We fine-tuned an LLM to triage and fix insecure code

tptacek

I've been playing with o1 on known kernel LPEs (a drum I've been beating is how good OpenAI's models are with Linux kernel stuff, which I assume is because there is such a wealth of context to pull from places like LKML) and it's been very hit-or-miss. In fact, it's actually pretty SAST†-like in its results: some handwavy general concerns, but needs extra prompting for the real stuff.

The training datasets here also seem pretty small, by comparison? "Hundreds of closed source projects we own"?

It'd be interesting to see if it works well. This is an easy product to prove: just generate a bunch of CVEs from open source code.

† SAST is enterprise security dork code for "security linter"

asadeddin

I'm Ahmad, the founder of Corgea. We're building an AI AppSec engineer to help developers automatically triage and fix insecure code. We help reduce 30% of SAST findings with our false positive detection and accelerate remediation by ~80%. To do this for large enterprises we had to fine-tune a model that we can deploy that is secure and private.

We're very proud of the work we recently did, and wanted to share it with the greater HN community. We'd love to hear your feedback and thoughts. Let me know if I can clarify anything in particular.

Mountain_Skies

Finding SQL Injection is pretty trivial for SAST tools. The difficulty is what happens next. After whatever tool finds several thousand SQLI vulns in a Cold Fusion application from 2001 that hasn't been touched in over a decade, someone must be identified to take responsibility for changing the code, testing it, and deploying it. Even if the tool can change the code, no one will want to take responsibility for changes made to an application that has quietly running correctly since before most of their department has been at the company using an ancient technology that no one has experience with deploying into production. This is where so many vulns live.

Shift left and modern development patterns can catch a very large amount of known vulns so in newer applications things become mostly about fixing newly discovered vulns and doing it in an active development cycle. It's the older code that's the real scary monster and identifying the vulns is the least scary part of the process to get them remediated and put into production.

Anything that reduces false positives is good, especially if it does so without also making a significant reduction in identified true positives, but none of that changes the fact that it is the low hanging fruit of the system.

WalterBright

> an SQL injection vulnerability

I simply do not understand why the SQL API even allows injection vulnerability. Adam Ruppe and Steven Schweighoffer have done excellent work in writing a shell API over it (in D) that makes such injections far more difficult to inadvertently write.

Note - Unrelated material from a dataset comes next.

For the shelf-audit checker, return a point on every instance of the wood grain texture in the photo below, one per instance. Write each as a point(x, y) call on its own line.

On airplanes, when a bad user interface leads to an accident, the user interface gets fixed. There's no reason to put up with this in programming languages, either.

sachahjkl

let me introduce you to the much better and reliable world of: static analysis

xrd

I was ready to sign up after I read the article. But, when I click on the button at the bottom ("Ready to fix with a click?"), nothing happens. After open dev tools, I can see it registers the click with a linkedin ad tracker network event, but nothing happens. Maybe Firefox blocking?

bamboozled

[flagged]

bigiain

What an awesome way of finding companies who suspect their code is insecure, and then having them give you their source code. And _charging_ them for it, presumably to make it an easier sell to CXOs: 'Nah, it's not those free software hippy communists, they're gonna make you pay through the nose for this, like a _proper_ compliance checkbox ticking outsourced vendor!"

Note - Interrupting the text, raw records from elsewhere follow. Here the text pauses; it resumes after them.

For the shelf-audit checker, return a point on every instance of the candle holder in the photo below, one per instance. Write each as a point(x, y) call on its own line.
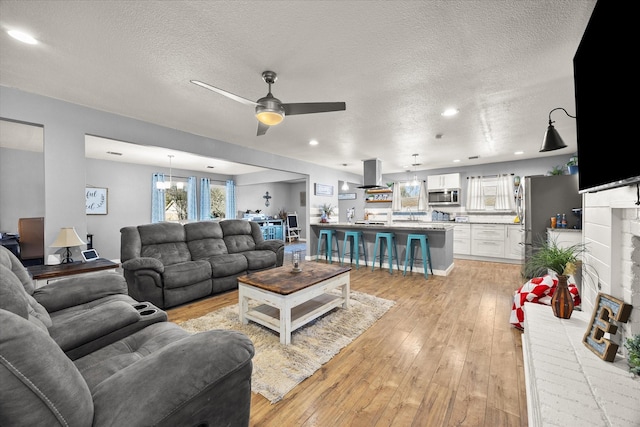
point(295, 261)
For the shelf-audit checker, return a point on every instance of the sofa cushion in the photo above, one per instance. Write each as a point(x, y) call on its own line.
point(259, 260)
point(40, 385)
point(165, 241)
point(186, 273)
point(92, 323)
point(205, 239)
point(227, 265)
point(10, 261)
point(238, 236)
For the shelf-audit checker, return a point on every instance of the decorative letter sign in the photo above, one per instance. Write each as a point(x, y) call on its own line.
point(607, 308)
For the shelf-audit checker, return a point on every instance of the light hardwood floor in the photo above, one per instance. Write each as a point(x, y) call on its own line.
point(443, 355)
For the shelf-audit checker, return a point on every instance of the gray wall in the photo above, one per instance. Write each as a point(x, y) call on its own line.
point(21, 187)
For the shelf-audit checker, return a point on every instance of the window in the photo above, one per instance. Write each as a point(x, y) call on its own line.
point(218, 200)
point(175, 204)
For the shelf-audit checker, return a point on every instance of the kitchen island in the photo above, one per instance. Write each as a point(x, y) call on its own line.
point(440, 237)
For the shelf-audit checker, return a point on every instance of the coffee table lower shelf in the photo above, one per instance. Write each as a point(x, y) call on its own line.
point(286, 313)
point(269, 316)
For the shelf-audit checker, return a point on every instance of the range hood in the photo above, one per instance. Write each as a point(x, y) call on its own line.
point(372, 174)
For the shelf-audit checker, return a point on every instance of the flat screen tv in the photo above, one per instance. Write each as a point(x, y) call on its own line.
point(605, 78)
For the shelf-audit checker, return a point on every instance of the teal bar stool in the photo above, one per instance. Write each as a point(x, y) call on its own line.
point(329, 236)
point(412, 239)
point(388, 239)
point(354, 238)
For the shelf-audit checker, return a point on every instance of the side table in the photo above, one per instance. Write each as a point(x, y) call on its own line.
point(43, 274)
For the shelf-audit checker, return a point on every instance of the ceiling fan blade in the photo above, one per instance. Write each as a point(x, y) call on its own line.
point(225, 93)
point(313, 107)
point(262, 128)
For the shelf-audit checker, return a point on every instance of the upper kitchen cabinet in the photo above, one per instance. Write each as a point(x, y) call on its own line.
point(444, 181)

I wonder if this is an NSA front? Or Palintir maybe? Or NSO?

vouaobrasil

These small incremental AI tools seem in isolation to be helpful things for human coders. But over a period of decades, these interations will eventually become mostly autonomous, writing code by themselves and without much human intervention compared to now. And that could be a very dangerous thing for humanity, but most people working on this stuff don't care because by the time that happens, they will be retired with a nice piece of private property that will isolate them from the suffering of those who have not yet obtained their private property.

nodeshiftcloud

we find the idea of fine-tuning an LLM to triage and fix insecure code intriguing. However, we have concerns about the limitations posed by the size of the training dataset. As @tptacek mentioned, relying on "hundreds of closed source projects" might not provide the diversity needed to effectively identify a wide range of vulnerabilities, especially in complex systems like the Linux kernel. Incorporating open-source projects could enrich the model's understanding and improve its accuracy. Additionally, benchmarking the model by attempting to generate CVEs from open-source code seems like a practical way to assess its real-world effectiveness. Has anyone experimented with expanding the training data or testing the model against known vulnerabilities in open-source repositories?